If the direct impact of what he learned in England was not an ongoing presence in Simon’s writing and performance, it did seem to stimulate a hunger for exploring music from various cultures and countries, which soon emerged in a variety of ways — the Andean folk-tune on which he based in “El Condor Pasa” (in turn making it virtually inescapable for later travelers in Peru), reggae in “Mother and Child Reunion” (recorded in Kingston with Jamaican studio mainstays), and gospel in “Love Me Like a Rock.” Then he took that giant leap into South African music with the landmark Graceland album in 1985 and various Afro-Brazilian and Latin American inspirations and collaborations on Rhythm of the Saints in 1990, profoundly the batucada drumming on the song “The Obvious Child.”
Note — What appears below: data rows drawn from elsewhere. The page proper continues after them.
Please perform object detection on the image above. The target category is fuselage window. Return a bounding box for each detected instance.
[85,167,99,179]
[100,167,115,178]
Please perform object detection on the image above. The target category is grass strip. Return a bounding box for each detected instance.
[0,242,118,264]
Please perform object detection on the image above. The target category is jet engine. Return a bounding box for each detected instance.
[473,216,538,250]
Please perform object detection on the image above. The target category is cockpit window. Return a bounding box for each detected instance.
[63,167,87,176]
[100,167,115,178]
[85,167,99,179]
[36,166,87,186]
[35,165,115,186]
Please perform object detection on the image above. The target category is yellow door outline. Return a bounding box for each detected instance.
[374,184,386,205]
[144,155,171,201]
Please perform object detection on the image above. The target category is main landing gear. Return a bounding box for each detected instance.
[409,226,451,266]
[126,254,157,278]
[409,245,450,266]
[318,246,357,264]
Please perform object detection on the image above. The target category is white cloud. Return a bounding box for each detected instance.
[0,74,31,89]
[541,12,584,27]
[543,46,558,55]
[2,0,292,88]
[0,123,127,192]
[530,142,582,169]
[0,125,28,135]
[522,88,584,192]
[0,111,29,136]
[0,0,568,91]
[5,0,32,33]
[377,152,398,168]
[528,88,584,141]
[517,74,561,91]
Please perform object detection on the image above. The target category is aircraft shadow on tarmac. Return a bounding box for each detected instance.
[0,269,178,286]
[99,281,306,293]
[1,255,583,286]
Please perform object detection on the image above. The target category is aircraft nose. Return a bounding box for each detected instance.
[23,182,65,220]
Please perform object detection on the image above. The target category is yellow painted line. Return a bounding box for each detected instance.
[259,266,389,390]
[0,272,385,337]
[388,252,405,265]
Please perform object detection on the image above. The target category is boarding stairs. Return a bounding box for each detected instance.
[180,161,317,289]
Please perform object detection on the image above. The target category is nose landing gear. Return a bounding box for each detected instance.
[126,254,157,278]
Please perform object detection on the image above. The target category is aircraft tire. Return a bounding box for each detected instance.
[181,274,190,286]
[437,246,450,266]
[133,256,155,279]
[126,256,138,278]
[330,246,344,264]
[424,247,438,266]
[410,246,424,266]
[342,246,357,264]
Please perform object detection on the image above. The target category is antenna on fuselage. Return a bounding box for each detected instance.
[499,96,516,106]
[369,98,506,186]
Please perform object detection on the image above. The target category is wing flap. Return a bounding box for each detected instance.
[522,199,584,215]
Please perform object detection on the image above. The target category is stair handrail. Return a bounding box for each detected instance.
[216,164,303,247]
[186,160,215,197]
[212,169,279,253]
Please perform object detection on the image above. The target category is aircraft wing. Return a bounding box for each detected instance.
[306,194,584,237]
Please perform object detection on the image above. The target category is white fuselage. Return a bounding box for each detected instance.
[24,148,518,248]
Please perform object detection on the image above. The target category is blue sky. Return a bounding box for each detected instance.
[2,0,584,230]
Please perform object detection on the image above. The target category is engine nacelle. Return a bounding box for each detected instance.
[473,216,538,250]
And, with this all in mind, it was striking during one of Simon’s Hollywood Bowl shows on his farewell-ish tour how well the song, “Dazzling Blue,” which had been on the 2012 So Beautiful or So What album, could have fit alongside many things done by Graham, Jansch and Renbourn. In this performance, Simon’s fingerpicked figures and lilting melody were weaving through the Indian-derived rhythms and modes carried in Jamey Haddad’s ghatam (clay pot) percussion and the veena-like melisma of Mark Stewart’s slide guitar. Ultimately it’s all of a piece, the band on this tour anchored by South African bassist Bakithi Kumalo, who has been Simon’s partner on much of the music he’s made from Graceland on. Young Nigerian guitarist Biodun Kuti steps in with grace and aplomb to the hole left by the death last December of Cameroonian musician Vincent N’guini, who had been with Simon since Rhythm of the Saints. But still the music is threading back to the epiphanies of London in the ‘60s. And yes, even Greenwich Village.
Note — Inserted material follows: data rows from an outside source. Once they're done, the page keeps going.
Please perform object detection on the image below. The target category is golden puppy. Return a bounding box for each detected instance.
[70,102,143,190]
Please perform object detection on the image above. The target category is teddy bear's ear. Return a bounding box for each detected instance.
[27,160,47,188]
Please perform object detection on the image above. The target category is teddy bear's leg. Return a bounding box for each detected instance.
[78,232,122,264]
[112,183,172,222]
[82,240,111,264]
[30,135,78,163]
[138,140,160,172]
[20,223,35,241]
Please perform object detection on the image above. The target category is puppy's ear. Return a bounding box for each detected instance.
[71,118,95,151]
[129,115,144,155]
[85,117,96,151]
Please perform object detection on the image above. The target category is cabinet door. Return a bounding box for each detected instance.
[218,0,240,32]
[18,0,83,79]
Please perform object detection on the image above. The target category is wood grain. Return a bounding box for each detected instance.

“He loves roots music,” Hilburn says. “What was interesting to me is that as a songwriter he doesn’t come up with a theme first. If you or I were writing a song, we might go, ‘Let’s write about ecology, or about breaking up with a girlfriend.’ He lets the music inspire him, plays guitar or piano and if something sounds interesting, he thinks, ‘What do those notes mean to me?’ and tried to put that into words. One line, then to the next line, and he discovers the theme as he’s writing. So he constantly needs new musical inspiration. He started with doo-wop and blues, then rock and folk. But by the end of 1969 he felt he couldn’t go any further in folk. He didn’t want to be part of that. So he goes to classical and jazz and gospel and bluegrass. And then South African music. He has to have fresh inspiration.”